A titre subsidiaire,

– ordonner la modulation du montant de l’astreinte au vu des éléments objectifs constatés et ce, conformément aux dispositions de l’article L.131-4 alinéa 3 du code des procédures civiles d’exécution ;

– réduire à de plus sensiblement justes proportions, soit à l’euro symbolique la liquidation de l’astreinte.

En tout état de cause,

– condamner la société Chiche et M. [F] à payer la somme de 6.000 euros à la société T.N. au titre des frais irrépétibles en application de l’article 700 du code de procédure civile ;

– condamner la société Chiche et M. [F] à payer la somme de 6.000 euros à la société N.K. au titre des frais irrépétibles en application de l’article 700 du code de procédure civile ;



– condamner la société Chiche et M. [F] à payer la somme de 6.000 euros à la société B. au titre des frais irrépétibles en application de l’article 700 du code de procédure civile ;

– condamner la société Chiche et M. [F] aux entiers dépens.





Dans leurs dernières conclusions, signifiées par RPVA le 22 mai 2023, M. [F] et la société Chiche demandent à la cour de :

– confirmer l’ordonnance de référé du 23 mai 2022 en ce qu’elle a assorti l’obligation fixée par l’ordonnance du 6 avril 2021, rectifiée par ordonnance du 15 avril 2021, mise à la charge des sociétés TN, NK et B de ne plus faire usage du terme “CHICH”, en particulier à titre de promotion commerciale, d’une astreinte définitive de 500 euros par jour de retard passé le délai de quinze jours à compter de la signification de la présente ordonnance, pour une durée de six mois ;

– infirmer ladite ordonnance en ce qu’elle a limité à 5 000 euros la condamnation des sociétés TN, NK et B au titre de la liquidation de l’astreinte provisoire fixée par l’ordonnance de référé du 6 avril 2021, rectifiée par ordonnance du 15 avril 2021 (RG 21/50225 et 21/51741).
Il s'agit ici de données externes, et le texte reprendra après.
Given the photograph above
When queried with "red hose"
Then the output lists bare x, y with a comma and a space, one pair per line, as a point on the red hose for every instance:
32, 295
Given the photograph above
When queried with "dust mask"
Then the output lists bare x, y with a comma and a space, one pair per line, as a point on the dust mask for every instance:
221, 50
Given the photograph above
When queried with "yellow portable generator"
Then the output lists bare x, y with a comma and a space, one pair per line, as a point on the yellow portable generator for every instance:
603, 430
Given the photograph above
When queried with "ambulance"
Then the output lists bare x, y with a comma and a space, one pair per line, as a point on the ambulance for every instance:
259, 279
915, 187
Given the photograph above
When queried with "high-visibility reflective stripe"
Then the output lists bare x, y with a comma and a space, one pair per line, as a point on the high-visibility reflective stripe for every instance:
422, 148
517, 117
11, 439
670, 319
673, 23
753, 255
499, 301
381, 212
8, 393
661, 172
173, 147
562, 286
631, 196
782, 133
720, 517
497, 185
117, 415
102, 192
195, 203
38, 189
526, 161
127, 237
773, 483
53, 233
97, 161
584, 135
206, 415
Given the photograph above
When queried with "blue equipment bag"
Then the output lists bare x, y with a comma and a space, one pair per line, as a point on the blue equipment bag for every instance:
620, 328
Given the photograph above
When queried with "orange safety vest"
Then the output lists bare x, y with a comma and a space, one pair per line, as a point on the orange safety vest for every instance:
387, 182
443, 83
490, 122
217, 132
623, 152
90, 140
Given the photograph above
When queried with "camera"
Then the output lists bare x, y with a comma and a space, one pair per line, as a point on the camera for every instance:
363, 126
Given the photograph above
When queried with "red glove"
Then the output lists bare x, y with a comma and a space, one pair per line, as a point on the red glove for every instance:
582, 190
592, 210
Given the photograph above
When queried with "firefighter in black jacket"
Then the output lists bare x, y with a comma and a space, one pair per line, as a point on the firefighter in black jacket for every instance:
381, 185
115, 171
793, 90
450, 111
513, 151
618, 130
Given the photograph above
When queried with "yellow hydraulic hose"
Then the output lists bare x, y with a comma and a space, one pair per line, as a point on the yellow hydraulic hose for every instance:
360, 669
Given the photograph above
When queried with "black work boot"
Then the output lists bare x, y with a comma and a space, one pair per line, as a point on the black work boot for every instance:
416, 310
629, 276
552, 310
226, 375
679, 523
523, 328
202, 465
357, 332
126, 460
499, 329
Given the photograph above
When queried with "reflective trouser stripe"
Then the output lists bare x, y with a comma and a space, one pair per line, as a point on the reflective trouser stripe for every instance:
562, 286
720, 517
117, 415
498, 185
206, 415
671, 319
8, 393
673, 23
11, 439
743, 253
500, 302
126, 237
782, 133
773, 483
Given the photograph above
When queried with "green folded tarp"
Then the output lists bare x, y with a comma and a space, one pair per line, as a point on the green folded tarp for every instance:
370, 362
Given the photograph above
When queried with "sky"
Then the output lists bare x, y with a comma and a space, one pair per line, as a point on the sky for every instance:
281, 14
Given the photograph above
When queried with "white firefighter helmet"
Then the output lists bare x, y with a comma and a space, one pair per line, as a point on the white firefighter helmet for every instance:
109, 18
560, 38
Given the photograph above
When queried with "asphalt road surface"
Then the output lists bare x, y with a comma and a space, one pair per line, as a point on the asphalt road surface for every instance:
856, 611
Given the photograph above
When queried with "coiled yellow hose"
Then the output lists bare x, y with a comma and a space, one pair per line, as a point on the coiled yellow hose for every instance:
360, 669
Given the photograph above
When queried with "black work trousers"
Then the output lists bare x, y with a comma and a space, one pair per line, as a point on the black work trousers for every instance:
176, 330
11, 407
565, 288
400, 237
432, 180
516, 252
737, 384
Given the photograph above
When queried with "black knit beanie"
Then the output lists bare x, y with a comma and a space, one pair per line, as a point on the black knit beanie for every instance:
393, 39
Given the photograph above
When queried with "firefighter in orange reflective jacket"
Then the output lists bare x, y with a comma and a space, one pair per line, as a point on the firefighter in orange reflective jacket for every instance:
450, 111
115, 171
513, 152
Statuant à nouveau de ce chef,

A titre principal,

– liquider l’astreinte provisoire prononcée contre la société NK à 166 000 euros, et donc la condamner à payer à M. [F] et à la société Chiche la somme de 166 000 euros;

– liquider l’astreinte provisoire prononcée contre la société TN à 164 000 euros, et donc la condamner à payer à M. [F] et à la société Chiche la somme de 164 000 euros;

– liquider l’astreinte provisoire prononcée contre la société B à 164 000 euros, et donc la condamner à payer à M. [F] et à la société Chiche la somme de 164 000 euros.

A titre subsidiaire,

– liquider l’astreinte provisoire prononcée contre la société NK à 159 000 euros, et donc la condamner à payer à M. [F] et à la société Chiche la somme de 159 000 euros;

– liquider l’astreinte provisoire prononcée contre la société B à 157 500 euros, et donc la condamner à payer à M. [F] et à la société Chiche la somme de 157 500 euros.

A titre infiniment subsidiaire,

– liquider l’astreinte provisoire prononcée contre la société NK à 105 500 euros, et donc la condamner à payer à M. [F] et à la société Chiche la somme de 105 500 euros;

– liquider l’astreinte provisoire prononcée contre la société B à 135 000 euros, et donc la condamner à payer à M. [F] et à la société Chiche la somme de 135 000 euros.

En tout état de cause,

– condamner les sociétés TN, NK et B à payer à la société Chiche et à M. [F] la somme de 6 000 euros chacune au titre des frais irrépétibles en application des dispositions de l’article 700 du code de procédure civile ;

– condamner in solidum les sociétés TN, NK et B aux entiers dépens.



L’ordonnance de clôture a été rendue le 23 mai 2023.

Motivation






MOTIFS DE LA DECISION





Sur la liquidation de l’astreinte provisoire



La société TN fait valoir qu’elle n’exploitait plus aucun restaurant sous l’enseigne ou la dénomination CHICH/ CHICH KEBAB depuis plus d’un an et demi avant le prononcé de la liquidation de l’astreinte ; qu’elle n’utilisait plus à titre de promotion commerciale le signe CHICH sur internet et notamment sur les sites pagesjaunes.fr, Yelp, Google, mapstr.com, mappy.com, eatlist.fr et hoodspot.fr ; que les seules mentions restantes sont demeurées en raison d’une cause étrangère, liée à la publication des photos et avis clients restés sur internet ; que la suppression de la fiche commerce a été intentée mais s’avérait en pratique impossible, la seule manière de la supprimer étant d’entamer une procédure judiciaire contre la plateforme ; qu’aucune astreinte n’aurait dû être prononcée contre la société TN laquelle avait dès le prononcé de l’ordonnance changé de dénomination sociale pour devenir Smatch Burger depuis septembre 2020 et n’avait plus aucune raison d’utiliser la dénomination CHICH sur internet à titre de promotion commerciale.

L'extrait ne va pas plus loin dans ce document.